I'm thrilled with the new features for unpaper, so I'm glad to see you're still moving ahead on this functionality. My main usage for this is to split two-up scanned pages into 2 separate pages, removing the black edges and centering/deskewing the text onto two new sheets of paper. (I had a problem with that, but I'll post it under a new case.) If there's a way to bake that functionality into ocrmypdf without needing to use unpaper-args, that would be convenient, as I've been struggling with the args.

jbarlow83 commented 5 years ago

Currently thinking:

A new argument --unpaper will do what --clean --clean-final does now (clean the presentation and OCR images)
--clean --clean-final --unpaper-args will all be removed
A new interface will allow plugins, making it possible to write a short script that has the effect of --unpaper-args. This avoids the messy/error prone nested arguments on the command line and is a lot more powerful. For example Pillow or OpenCV functions could also be used on images. Replicating the existing functionality of --unpaper-args would be a motivating example.
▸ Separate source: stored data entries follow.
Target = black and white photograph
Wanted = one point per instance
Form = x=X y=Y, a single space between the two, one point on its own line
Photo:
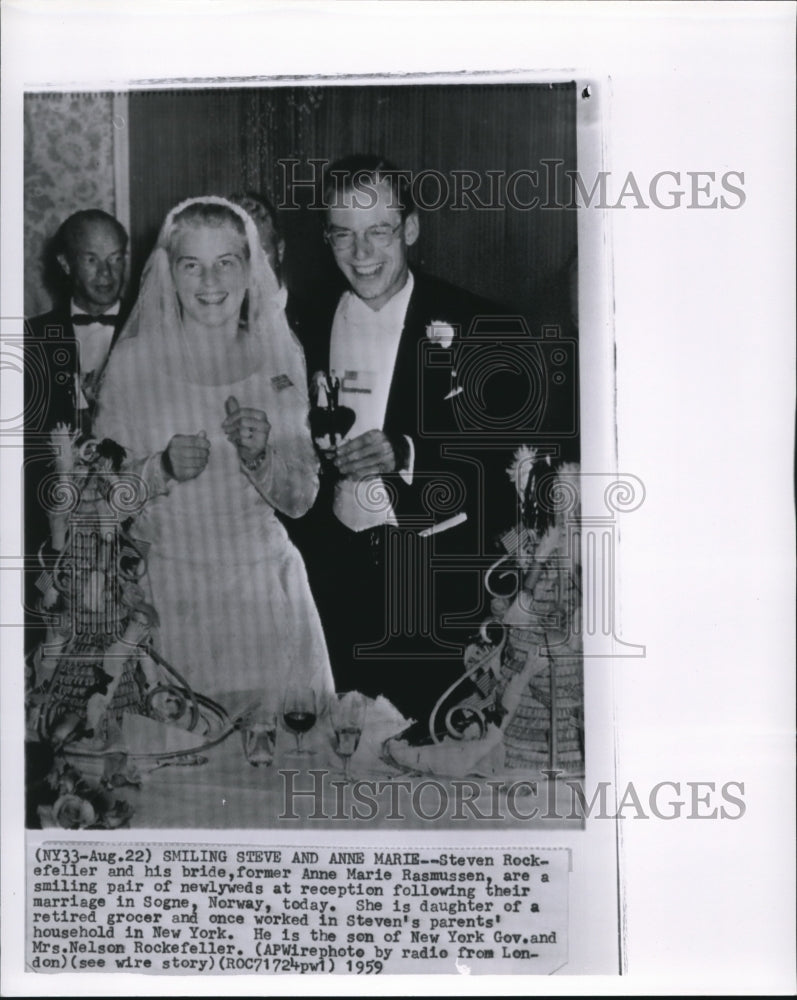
x=397 y=544
x=302 y=452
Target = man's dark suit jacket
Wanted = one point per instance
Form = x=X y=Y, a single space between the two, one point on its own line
x=456 y=470
x=417 y=406
x=51 y=363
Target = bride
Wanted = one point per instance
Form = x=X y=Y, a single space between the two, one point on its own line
x=206 y=391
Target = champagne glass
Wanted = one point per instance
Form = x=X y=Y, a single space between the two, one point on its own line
x=347 y=713
x=299 y=713
x=259 y=735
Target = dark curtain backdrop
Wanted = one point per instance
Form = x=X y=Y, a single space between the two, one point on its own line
x=194 y=142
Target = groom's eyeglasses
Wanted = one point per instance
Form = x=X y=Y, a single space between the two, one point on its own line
x=377 y=236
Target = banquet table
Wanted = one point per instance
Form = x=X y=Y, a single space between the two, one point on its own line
x=216 y=788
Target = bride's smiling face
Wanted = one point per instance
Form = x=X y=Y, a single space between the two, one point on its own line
x=211 y=273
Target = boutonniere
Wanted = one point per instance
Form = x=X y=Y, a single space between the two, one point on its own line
x=440 y=333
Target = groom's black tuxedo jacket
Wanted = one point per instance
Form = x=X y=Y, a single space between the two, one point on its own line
x=422 y=403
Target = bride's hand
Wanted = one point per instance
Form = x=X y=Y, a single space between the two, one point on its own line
x=186 y=456
x=247 y=428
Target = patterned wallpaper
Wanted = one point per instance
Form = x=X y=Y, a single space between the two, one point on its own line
x=69 y=165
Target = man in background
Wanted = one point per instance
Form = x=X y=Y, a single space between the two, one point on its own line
x=68 y=347
x=66 y=351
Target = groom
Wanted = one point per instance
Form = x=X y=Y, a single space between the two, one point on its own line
x=395 y=509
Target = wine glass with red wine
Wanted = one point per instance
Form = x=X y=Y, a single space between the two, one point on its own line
x=299 y=713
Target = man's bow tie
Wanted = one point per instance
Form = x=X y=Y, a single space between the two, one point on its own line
x=86 y=319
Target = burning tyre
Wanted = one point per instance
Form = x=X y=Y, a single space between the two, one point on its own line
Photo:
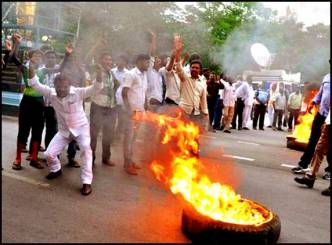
x=205 y=230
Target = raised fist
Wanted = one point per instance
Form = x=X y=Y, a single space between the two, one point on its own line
x=17 y=38
x=8 y=45
x=69 y=48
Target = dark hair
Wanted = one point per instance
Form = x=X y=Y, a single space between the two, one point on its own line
x=196 y=62
x=142 y=57
x=61 y=77
x=33 y=51
x=194 y=56
x=50 y=52
x=102 y=55
x=123 y=57
x=164 y=56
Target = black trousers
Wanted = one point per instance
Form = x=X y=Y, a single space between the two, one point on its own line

sojusnik commented 5 years ago

Sounds reasonable! I'm wondering how user-friendly the approach with the plugins will be: Does someone have to know how to code to use the unpaper parameters, as we have now with --unpaper-args, or will it be a more or less simple external file with those parameters in it?

jbarlow83 commented 5 years ago

It would need to be an external Python script/module that calls unpaper.

githubnavigator commented 5 years ago

Oh. Well, if possible, if you could please leave the "--unpaper-args" option in there, I'd really appreciate it. A separate Python script would significantly increase the complexity for me.

I was able to achieve my desired goals using these commands:

mutool poster -x 2 -y 1 in.pdf out.pdf
ocrmypdf --force-ocr --unpaper-args '--layout single' --deskew --clean-final in.pdf out.pdf

sojusnik commented 5 years ago

Do I understand correctly that with the python script approach it would be finally possible to split pages with unpaper?

jbarlow83 commented 5 years ago

@githubnavigator The idea would be that all of that functionality could be packaged in a short script: ocrmypdf-poster in.pdf out.pdf.

Generally I want to make it easier for people to customize things and attract more contributions.

I am both working on making ocrmypdf usable as a library and making the library extensible. That should make it easier to implement page splitting, but I don't think would be doable with plugins alone. As it currently looks the way to do that would be use to use components of ocrmypdf as a library in a custom command line driver.